# Who ended up with this one?



## jkent (Mar 29, 2015)

It was misrepresented on Ebay as being a 1953 but with an H serial # and rear facing drop outs, It turns out to be a 1940 
Big difference in a postwar 1953 and a prewar 1940 Autocycle. 
But the bike was listed as local pickup only or ship through UShip.
with only 6 hours left it only had 4 or 5 bids and was sitting at $140 
Then it disappears. Just wondering if someone here was the lucky one to pick it up?


----------



## jkent (Mar 29, 2015)

I think he also had it listed as original paint and never restored. obviously he doesn't know what he has because the bike is missing quite a bit and has also been repainted. But it is a prewar cantilever bike.


----------



## oskisan (Mar 29, 2015)

I wonder how well the paint would have cleaned up. All the parts he had to find are not that hard to come by.

Ken


----------



## dfa242 (Mar 30, 2015)

Looks like it's back up if anyone wants it.

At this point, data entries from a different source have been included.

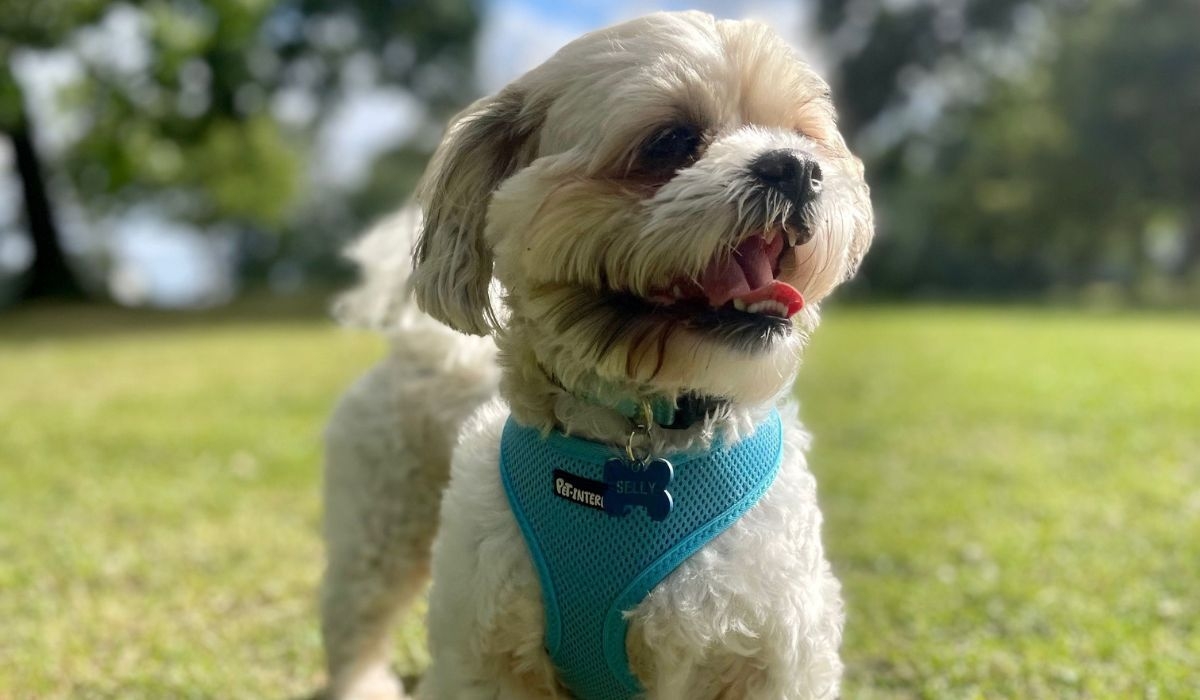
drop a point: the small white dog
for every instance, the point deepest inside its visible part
(641, 229)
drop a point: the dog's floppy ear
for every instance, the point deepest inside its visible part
(453, 262)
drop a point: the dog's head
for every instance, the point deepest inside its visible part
(664, 203)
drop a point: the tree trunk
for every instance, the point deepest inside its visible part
(51, 275)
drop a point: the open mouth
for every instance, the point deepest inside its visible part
(744, 282)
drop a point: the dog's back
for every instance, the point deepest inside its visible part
(388, 456)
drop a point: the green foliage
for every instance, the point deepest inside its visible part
(1009, 496)
(1066, 173)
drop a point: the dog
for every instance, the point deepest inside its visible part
(627, 250)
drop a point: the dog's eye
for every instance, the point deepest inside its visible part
(671, 148)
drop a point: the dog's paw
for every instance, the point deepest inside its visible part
(375, 684)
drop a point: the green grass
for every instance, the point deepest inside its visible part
(1012, 501)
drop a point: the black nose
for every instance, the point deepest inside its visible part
(789, 173)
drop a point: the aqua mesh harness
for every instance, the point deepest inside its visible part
(597, 549)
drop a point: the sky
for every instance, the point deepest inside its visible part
(165, 262)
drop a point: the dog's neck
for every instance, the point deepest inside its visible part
(588, 406)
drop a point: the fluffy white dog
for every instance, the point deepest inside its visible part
(641, 231)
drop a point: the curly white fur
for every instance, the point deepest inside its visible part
(534, 217)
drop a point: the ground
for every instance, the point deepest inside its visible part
(1012, 500)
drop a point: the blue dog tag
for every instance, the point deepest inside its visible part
(637, 483)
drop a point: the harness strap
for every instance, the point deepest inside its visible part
(594, 567)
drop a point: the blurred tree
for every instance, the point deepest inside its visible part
(876, 46)
(1065, 162)
(37, 24)
(210, 119)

http://www.ebay.com/itm/Vintage-Shc...314?pt=LH_DefaultDomain_0&hash=item3aa647761a


----------



## 56 Vette (Mar 30, 2015)

Was watching this one as well, salivating about possibly a last minute steal for under $300, bummed when I signed on and it was ended early. Oh well, will most likely be way over priced now anyways. Still gonna watch it though!


----------



## jkent (Mar 30, 2015)

Don't feel bad I know one person that was watching it that was going to wait until the auction got closer to the end, that was going to put a $1,000 bid on it just before it ended. Wonder why it was reposted?
JKent


----------



## aasmitty757 (Mar 30, 2015)

I believe that's a 1941 with a lot undesirable things going on with it.


----------



## 56 Vette (Mar 30, 2015)

I contacted seller, he said he tried to cancel earlier because of multiple people telling him 53 was wrong year, and he didn't want to misrepresent what he was selling, also mentioned something about having it sold before auction ended, and buyer backed out or something, kind of confusing, but was worried most about getting year wrong, new auction still says the number comes back as a 53 but bid accordingly. I'd like to give him the benefit of doubt about his incorrect listing instead of sitting at $140 with a few hour to go and it wasn't looking like the cash cow he thought it was, but probably would be. Just my opinion. Joe


----------



## 56 Vette (Mar 30, 2015)

Sellers message


----------



## bicyclebones (Apr 1, 2015)

It is currently on ebay


----------



## wspeid (Apr 1, 2015)

RElisted again.

http://www.ebay.com/itm/Vintage-Schwinn-Phantom-Autocycle-Tank-Bike-80-All-Original-Real-barn-Find/251901212928?_trksid=p2047675.c100011.m1850&_trkparms=aid%3D222007%26algo%3DSIC.MBE%26ao%3D1%26asc%3D20140602152332%26meid%3D9ae1b44946f24b70a0321445502f1c5a%26pid%3D100011%26rk%3D3%26rkt%3D10%26sd%3D251897804314


----------



## Greg M. (Apr 2, 2015)

aasmitty757 said:


> I believe that's a 1941 with a lot undesirable things going on with it.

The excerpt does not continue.